8. Russell Wilson is still ridiculous. This fall hasn’t brought Wilson’s coronation as the preeminent quarterback in the league, as some were expecting during the preseason, but Sunday night’s game was a reminder that few QBs are better at their peak. Wilson was the best player on the field in the the Seahawks’ win over the Pats, going 25-of-37 for 348 yards with three touchdowns and no interceptions. Every team in the NFC watched that performance in terror: It was a glimpse of the Seattle team they’ve come to know (and fear) in recent seasons.
9. The Saints’ front four was a bright spot in Sunday’s loss. Brees and the New Orleans offense remain one of the most dangerous outfits in the league, and they’re the reason the Saints are still in the playoff chase even after that loss to Denver dropped them to 4–5. The most encouraging part of New Orleans’s Week 10 outing, though, was the play of its usually vulnerable defense.

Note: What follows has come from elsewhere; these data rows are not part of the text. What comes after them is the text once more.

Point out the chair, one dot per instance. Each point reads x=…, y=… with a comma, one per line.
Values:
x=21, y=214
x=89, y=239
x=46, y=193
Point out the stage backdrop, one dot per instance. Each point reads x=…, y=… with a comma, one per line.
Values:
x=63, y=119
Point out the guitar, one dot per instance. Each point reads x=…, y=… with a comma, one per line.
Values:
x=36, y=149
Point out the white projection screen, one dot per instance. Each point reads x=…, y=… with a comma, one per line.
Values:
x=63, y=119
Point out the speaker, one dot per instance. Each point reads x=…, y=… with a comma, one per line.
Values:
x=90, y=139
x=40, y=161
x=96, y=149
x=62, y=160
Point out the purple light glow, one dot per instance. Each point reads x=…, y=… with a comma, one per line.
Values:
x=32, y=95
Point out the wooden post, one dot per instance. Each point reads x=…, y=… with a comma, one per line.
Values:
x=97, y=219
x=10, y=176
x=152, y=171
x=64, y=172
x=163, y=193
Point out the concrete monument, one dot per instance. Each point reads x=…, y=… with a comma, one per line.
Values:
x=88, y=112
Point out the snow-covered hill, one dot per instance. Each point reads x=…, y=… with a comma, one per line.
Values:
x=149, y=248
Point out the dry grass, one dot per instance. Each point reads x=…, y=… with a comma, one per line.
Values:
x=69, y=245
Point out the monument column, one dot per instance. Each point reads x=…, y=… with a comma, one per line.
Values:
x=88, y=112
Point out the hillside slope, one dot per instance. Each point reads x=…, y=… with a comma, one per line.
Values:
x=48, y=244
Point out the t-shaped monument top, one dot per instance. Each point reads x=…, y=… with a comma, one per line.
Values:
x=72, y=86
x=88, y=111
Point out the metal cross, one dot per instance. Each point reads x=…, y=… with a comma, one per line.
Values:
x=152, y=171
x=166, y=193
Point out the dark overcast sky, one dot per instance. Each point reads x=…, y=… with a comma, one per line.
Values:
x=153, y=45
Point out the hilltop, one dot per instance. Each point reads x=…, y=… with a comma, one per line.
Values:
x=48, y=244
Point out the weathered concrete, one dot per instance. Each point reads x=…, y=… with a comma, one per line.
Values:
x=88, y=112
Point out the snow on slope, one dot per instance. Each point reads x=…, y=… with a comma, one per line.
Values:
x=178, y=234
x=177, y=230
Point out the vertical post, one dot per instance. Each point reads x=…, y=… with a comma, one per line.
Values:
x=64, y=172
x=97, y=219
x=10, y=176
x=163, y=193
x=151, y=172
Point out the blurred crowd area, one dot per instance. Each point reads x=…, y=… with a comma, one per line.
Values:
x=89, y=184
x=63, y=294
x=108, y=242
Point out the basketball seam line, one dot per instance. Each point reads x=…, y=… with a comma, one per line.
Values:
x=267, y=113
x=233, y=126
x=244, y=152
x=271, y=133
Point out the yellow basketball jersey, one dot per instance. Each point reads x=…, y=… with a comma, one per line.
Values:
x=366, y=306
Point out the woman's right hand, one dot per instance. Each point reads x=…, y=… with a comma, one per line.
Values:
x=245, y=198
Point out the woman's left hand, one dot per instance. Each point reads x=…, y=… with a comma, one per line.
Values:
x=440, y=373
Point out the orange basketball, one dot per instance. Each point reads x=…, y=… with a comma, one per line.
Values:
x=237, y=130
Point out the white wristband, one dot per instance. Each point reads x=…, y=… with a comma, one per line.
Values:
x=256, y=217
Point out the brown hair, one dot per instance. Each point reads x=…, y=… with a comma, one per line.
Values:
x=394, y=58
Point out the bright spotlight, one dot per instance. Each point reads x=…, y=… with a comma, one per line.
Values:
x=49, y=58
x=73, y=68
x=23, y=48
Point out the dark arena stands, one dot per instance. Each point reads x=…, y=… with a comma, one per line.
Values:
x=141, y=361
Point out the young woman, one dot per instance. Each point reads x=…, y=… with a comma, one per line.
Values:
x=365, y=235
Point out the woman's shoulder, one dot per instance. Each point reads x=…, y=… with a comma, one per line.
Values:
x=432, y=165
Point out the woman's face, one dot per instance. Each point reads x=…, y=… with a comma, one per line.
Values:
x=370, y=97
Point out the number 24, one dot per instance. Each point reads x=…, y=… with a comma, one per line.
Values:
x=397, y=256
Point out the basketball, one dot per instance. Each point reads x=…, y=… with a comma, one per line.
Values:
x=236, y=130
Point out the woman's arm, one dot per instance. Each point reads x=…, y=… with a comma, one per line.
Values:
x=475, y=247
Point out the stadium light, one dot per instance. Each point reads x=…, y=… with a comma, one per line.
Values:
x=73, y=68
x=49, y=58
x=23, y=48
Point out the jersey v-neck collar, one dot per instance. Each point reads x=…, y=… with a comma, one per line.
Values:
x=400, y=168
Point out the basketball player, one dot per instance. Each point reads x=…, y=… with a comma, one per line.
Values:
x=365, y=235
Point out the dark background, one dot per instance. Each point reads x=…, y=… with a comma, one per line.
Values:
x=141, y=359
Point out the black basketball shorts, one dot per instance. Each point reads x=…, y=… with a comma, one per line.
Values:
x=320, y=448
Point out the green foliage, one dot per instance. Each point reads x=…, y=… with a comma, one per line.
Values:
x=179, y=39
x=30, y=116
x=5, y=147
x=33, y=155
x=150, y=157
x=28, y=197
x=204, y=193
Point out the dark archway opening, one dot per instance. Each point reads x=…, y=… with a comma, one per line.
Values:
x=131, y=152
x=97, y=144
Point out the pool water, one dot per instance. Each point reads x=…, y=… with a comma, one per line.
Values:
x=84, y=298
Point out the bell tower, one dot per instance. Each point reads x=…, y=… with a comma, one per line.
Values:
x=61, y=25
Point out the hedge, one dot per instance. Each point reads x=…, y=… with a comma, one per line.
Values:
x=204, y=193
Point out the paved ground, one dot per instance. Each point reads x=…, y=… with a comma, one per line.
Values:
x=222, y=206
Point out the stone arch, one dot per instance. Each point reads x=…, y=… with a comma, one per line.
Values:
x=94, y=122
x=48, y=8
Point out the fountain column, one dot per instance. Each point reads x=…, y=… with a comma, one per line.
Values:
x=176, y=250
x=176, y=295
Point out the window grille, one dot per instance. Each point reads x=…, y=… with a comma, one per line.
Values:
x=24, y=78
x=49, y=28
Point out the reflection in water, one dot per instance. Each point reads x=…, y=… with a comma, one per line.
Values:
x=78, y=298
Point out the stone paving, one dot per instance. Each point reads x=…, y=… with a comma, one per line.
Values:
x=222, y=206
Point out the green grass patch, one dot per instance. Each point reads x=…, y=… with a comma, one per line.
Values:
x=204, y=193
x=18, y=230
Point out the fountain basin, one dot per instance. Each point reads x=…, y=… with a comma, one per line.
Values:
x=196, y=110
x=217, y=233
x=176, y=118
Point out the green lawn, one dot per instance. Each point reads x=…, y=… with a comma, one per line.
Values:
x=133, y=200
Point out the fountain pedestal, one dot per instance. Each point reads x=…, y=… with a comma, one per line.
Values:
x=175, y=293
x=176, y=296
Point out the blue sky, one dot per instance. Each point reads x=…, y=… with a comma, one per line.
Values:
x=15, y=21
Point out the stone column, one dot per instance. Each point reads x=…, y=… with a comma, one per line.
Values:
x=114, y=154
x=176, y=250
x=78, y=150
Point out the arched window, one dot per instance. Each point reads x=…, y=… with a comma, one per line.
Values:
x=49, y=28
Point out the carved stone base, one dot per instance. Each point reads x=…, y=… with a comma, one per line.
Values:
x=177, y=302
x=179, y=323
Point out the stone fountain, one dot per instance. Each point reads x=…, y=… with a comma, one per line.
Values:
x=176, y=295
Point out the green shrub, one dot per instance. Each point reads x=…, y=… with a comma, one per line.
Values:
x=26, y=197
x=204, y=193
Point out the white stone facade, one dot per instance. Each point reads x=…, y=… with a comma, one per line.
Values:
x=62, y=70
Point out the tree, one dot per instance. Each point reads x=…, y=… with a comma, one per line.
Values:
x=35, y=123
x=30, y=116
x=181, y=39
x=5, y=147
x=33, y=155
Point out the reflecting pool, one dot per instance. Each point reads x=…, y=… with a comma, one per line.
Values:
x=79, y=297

With first-round pick Sheldon Rankins now entrenched in the lineup after missing the first seven games with a broken fibula, the Saints are learning to play with their full stable of defensive linemen. The result this week was six sacks and 11 quarterback hits. Defensive end Cameron Jordan was an absolute monster, and Rankins and defensive tackle Nick Fairley recorded one sack apiece. If New Orleans can manage to hang around over the next seven weeks, getting this type of production out of its guys up front will make a huge difference.
10. Blake Bortles has reached new heights of improvised awfulness.
At this point, he’s just putting his own spin on throwing interceptions, as a concept. Tossing the ball directly to a lurking linebacker is too easy. Bortles has turned throwing picks into a terrible quarterback version of parkour. Personally, I can’t wait to see what he does next.
11. This week in NFL players, they’re absolutely nothing like us: These two catches by Michael Floyd and Larry Fitzgerald, which came in the span of four plays.
How a team this talented is 4–4–1 and struggled to beat the lowly 49ers on Sunday remains a mystery.